The results are similar to Schneider’s forecasted 3% to 4% decline, which was based on predictive modeling and presented as testimony to the Federal Motor Carrier Safety Administration in February 2011.
“The hours of service changes could not have come at a worse time,” said Dave Geyer, senior vice president/general manager of Schneider’s Van Truckload division. “We now need more drivers to do the same amount of work, but regulations, economic conditions and demographics are working against us in terms of recruiting new drivers. “We’re being restricted in the number of miles we can give them and the ongoing challenges that come with sharply rising operating costs.”
While productivity has been impacted, safety has not.
“Safety performance dramatically improved under the previous hours of service rules and there is no evidence to support that changing the rules has improved safety,” said Geyer. “Ongoing feedback from our drivers is consistent, they do not feel better rested as a result of the rules change, just less productive.”
For many drivers, the lure and independence of the open road are no longer worth the pay and regulatory pressure they are now facing, according to Schneider, adding that driver turnover is trending up and is back at prerecession levels.
Schneider cited a recent research brief by John Larkin, managing director of Stifel Transportation & Logistics Research Group, stating regulations such as HOS create a challenging driver market. “Virtually all of the proposed federal rules and regulations either reduce the size of the driver pool or reduce the productivity of the drivers remaining in the pool,” he noted. “As a result, drivers remain a scarce input.”
Carriers and drivers aren’t the only ones adjusting to the changes. Shippers are feeling the impact, too, said Schneider.

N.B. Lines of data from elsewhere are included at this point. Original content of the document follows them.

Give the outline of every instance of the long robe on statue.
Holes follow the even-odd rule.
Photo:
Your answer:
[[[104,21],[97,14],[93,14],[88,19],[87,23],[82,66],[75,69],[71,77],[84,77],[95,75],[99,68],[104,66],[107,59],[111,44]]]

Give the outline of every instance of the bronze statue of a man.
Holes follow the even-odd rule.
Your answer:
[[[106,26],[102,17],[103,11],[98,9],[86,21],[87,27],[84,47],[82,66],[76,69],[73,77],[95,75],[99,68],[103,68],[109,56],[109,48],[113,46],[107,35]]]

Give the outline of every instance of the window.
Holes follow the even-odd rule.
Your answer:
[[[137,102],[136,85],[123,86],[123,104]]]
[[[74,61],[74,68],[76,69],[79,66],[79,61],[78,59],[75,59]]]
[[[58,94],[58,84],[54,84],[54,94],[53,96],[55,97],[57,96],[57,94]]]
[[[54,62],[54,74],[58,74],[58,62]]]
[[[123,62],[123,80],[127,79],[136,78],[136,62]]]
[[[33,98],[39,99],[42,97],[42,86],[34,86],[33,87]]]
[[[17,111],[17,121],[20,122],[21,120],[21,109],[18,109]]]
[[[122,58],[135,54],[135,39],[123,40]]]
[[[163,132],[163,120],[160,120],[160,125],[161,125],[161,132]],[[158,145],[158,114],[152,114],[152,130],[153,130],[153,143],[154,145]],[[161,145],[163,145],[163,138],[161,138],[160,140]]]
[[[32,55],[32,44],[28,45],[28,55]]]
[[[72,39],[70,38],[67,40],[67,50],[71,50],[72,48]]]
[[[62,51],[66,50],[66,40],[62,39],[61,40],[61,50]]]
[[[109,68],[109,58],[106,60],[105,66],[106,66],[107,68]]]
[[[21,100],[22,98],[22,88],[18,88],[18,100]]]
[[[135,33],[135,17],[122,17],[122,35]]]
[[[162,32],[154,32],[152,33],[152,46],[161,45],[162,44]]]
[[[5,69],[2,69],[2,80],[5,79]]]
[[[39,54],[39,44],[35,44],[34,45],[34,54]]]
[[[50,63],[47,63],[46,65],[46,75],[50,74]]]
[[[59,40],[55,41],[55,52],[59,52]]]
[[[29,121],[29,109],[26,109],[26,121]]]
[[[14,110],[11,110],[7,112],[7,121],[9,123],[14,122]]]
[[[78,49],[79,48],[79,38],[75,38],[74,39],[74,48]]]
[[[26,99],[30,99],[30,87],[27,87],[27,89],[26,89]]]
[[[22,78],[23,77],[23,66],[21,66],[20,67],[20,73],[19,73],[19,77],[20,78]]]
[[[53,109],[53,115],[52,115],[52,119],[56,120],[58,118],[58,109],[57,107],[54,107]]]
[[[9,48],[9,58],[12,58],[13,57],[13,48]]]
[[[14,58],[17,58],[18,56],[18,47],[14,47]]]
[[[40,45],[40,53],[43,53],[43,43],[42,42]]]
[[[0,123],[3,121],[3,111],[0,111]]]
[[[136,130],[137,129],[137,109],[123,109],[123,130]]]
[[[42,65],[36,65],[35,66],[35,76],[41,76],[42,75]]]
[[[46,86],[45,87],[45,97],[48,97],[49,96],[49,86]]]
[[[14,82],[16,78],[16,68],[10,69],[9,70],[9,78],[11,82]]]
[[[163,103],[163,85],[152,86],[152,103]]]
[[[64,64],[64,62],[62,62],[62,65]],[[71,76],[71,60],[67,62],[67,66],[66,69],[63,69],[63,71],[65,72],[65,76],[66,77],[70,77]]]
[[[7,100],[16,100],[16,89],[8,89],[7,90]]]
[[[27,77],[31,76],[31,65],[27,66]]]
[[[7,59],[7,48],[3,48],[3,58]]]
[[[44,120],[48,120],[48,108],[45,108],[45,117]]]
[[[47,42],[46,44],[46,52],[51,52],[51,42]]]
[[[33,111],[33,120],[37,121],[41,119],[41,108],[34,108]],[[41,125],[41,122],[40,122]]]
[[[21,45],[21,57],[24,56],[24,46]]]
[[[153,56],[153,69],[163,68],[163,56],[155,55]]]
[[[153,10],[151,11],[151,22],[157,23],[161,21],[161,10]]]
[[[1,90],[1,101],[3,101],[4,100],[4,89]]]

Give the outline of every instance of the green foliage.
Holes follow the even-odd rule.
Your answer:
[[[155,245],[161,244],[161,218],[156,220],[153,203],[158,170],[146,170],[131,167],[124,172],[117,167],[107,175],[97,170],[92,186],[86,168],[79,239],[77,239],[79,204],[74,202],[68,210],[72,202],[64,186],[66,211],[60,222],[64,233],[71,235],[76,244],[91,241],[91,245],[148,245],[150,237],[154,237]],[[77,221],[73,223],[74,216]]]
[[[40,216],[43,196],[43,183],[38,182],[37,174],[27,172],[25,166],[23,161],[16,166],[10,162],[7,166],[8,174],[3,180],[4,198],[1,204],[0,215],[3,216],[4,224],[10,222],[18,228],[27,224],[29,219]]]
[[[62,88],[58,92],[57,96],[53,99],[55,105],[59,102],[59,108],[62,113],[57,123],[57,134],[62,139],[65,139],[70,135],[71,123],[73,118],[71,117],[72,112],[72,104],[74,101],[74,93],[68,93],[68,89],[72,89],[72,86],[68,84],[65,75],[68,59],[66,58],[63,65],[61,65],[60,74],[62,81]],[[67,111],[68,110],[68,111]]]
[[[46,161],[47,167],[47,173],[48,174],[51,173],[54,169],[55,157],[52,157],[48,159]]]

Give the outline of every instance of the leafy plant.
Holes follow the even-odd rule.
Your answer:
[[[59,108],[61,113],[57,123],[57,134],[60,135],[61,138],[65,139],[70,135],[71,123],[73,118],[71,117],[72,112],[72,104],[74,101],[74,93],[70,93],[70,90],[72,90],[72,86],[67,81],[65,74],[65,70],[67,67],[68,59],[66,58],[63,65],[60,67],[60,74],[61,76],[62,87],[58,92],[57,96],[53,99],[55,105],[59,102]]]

Many shippers are indicating carriers across the industry, as well as their own private fleets, are already experiencing productivity and on-time service declines.
“To put it in the simplest of terms, capacity continues to tighten, productivity has been reduced and it’s harder and more costly than ever to acquire and retain drivers,” said Geyer. “This trifecta is a cost burden that carriers cannot bear alone.”